Panel:
Ethan Kaplan, Warner Bros., VP of Technology
Lucas Gonze, XSPF, Founder and Creator
Tantek Celik, Microformats.org, Technorati
Marc Canter, Broadband Mechanics, Founder & Pioneer of Computer Based MultiMedia
Ethan: Warner Bros. is an open source. We're looking for standards that have momentum and drive our technology development. Everything has been architected so that when we open the API I can reconcile the data against what we have license for. As a philosophy, we treat each band as special--as its own business rather than treating Warner's as a business. We created the destination site for REM that aggregated from multiple sources: Facebook, MySpace..we had 7000 pieces of data. We want to allow the artists and bands to express themselves freely online.
Tantek: Yahoo's SearchMonkey aggregating search engines--that helps each review lead back to the site.
Marc: How long is there for Rhapsody or iMeem to exist before the labels update themselves and move out of brick and mortar business. May be 10-15 years before they get there. GraceNote is filling the space now but sooner or later, as this evolves and changes, these companies will go out of business.
Marc: How do you solve the cross-over issue when I'm a user and have everythig on MySpace and now a new vendor comes along and now do I have to move everything there? I want to buy one song once. "I want to have URLs that stay consistent and I can leave it for my grandchildren! Once it goes up there it ain't going away!"
Ethan: I don't think record companies have taken a good look at the data they have.
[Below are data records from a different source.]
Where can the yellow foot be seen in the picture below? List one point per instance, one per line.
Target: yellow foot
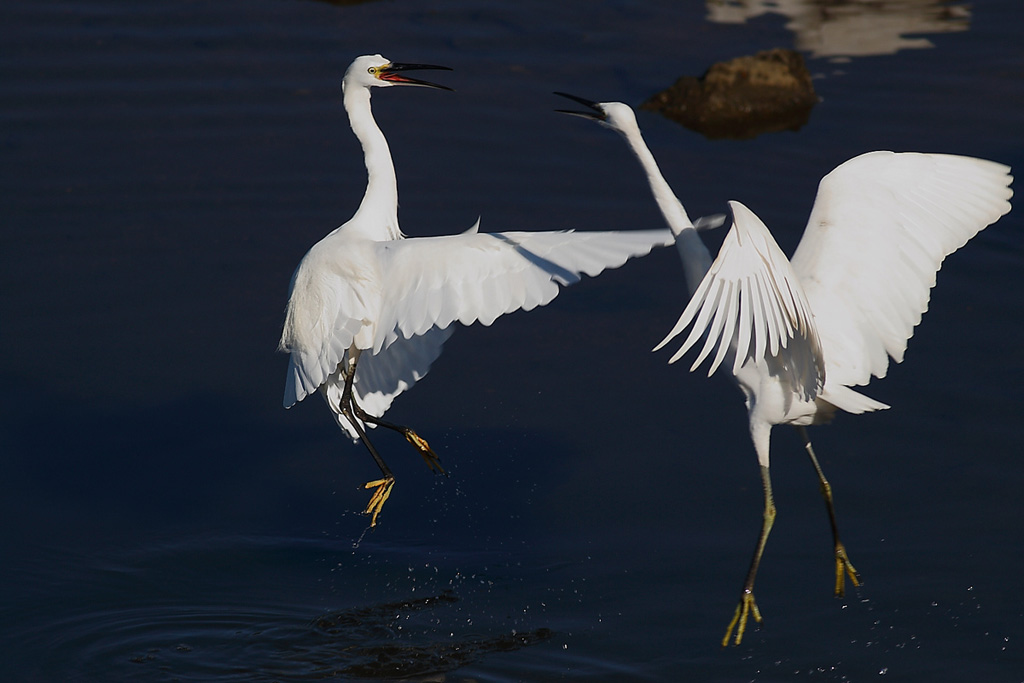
(744, 609)
(844, 568)
(433, 462)
(377, 501)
We're sitting on 50 years of data which never really comes to pass that you realize that. We have 150 artists and 400,000 tracks on the label that want attention and that people want to give attention to. There are probably over 400 SKUs for Talking Heads...for the last Metallica record there are 400 SKUs for that record alone. Record companies are going to have to start thinking about how they evolve from being major record labels to major music entertainment companies. Our aim is to get the data, funnel it into our own internal API that we manage internally. 150 artists, 95 sites, each one of the artists wants to have a website and start a community, etc. We have a huge catalog which is not metatag rich. We need to add semantical that will add to make it rich. We have an anachronistic back end data that's very linear. Reconcile 48 megabyte excel file with terabytes on terabytes of collected data of user behavior online and that's not an eay process. Luckily data is data and computers are very capable. We are looking at data first right now.
The goal of microfomats is to make publishing easy and allow a conversation. By publishing little bit of audios, they enter the flow that you can take together, mashup, and run various algorithm on it.
Lucas: The technology industry is very dismissive of the music industry problems and the music industry is very dismissive of technology problems.
Marc: "I predict that within the next 18 months, the record labels will be albe to offer the same services that MySpace is offering to its users. Warner's will give you the ability to embed music into your blog post directly!"
Tantek: Never underestimate what a 14 year-old can do. MySpace has already shown that 14 year-olds will put plenty of markups in line with user benefit.
Ethan: The trouble is when the idea exceeds the experience of the user you're trying to communicate the idea to...
Marc: All of Madison avenue is watching MadMen. There's plenty of money out there. They don't want to put their ads on TV. Budweiser pissed way $30mil on their ads. Why not pay bloggers to tag concerts...you can take that beer money and spread it around better instead. There are a lot of opporutnities...there are people who'll do anything to promote their brand. It's up to all of us to connect the dots.
Marc: I take the point of view of the customer. Whatever I come up with that can help the customer must be a good thing!


"We're an enterprise based IT company so it's hard to get it centralized. " is not something I said.
Posted by: Lucas | October 22, 2008 at 08:29 AM
Thanks for the correction, Lucas. Removed.